Getting comfortable with the unknown
When it comes to situations that have never happened before, such as giving a first speech or performing in front of a crowd for the first time, Widmark says the power of visualization can help us familiarize ourselves with a new environment. This can reduce the stress and anxiety that come with trying something new.
“If you’ve never had that kind of success or that kind of situation, your brain is saying, ‘This is uncharted territory,’” says Widmark. “If you’re practicing it mentally, your body, your emotions, and your thoughts don’t really know that it’s not happening. Humans like to do things that are familiar, and through visualization, you can make it familiar.”
Overcoming fear and anxiety
Dr. Yolanda Bruce Brooks, clinical sports psychologist, says visualizing can be a good opportunity to process potential emotions.
For example, before giving a presentation at a meeting, “You want to get a sense of yourself, including processing your greatest fear: What is your greatest fear in the presentation? If you don’t have your notes, your phone, your PowerPoint, how will you continue to move forward?” she asks. “Visualization helps you work and walk through that so you don’t necessarily have to react; you can respond. That helps keep things you can control—controlled, the things you can manage—managed. And the things that are outside of those boundaries? They will happen, but how will you respond as opposed to just reacting? That is something that visualization can do.”
Brooks points out that you can see where the anxiety builds up in the timeline. “You can gauge how you’re feeling about it, so when you actually go through that in real life, you recognize at what point there is anxiety and slow down,” she says.
How to visualize wins
To begin practicing visualization, Brooks suggests visualizing a timeline with a starting point. “Imagine the various steps or stages you go through all the way into game time,” she says. “That might involve visualizing getting up that morning, getting breakfast and getting dressed. You go to the facilities, you visualize yourself going through all the steps and stages. It helps you see what you’re doing and how you feel about the process.”
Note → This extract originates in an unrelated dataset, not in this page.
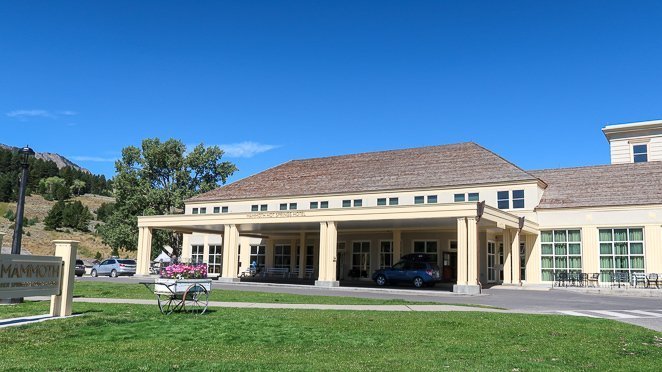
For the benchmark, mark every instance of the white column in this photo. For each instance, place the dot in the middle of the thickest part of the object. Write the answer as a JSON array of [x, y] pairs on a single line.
[[514, 254], [230, 253], [302, 255], [397, 245], [507, 257], [472, 251], [61, 305], [144, 254], [462, 259], [327, 256]]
Widmark can’t picture imagery well in her mind, and she recommends that others who can’t easily conjure up mental images focus instead on creating an environment and on how things feel and how things will play out. Kidd agrees; and she suggests starting with one or two sensory experiences.
“Sight is strong for many people, sound is very strong for people, temperature, pressure,” says Kidd. She advises one way to practice visualization is by thinking about a favorite dessert and getting as specific as possible with the senses. What’s the flavor? The color? The texture? The size?
“I believe if you are tuned into your sensory experiences, you are able to visualize,” says Kidd. “And the way to enhance and really experience the power of visualization and become stronger at it is to call out the details. Call out your sensory experiences of that visualization or the imagery you’re trying to construct.”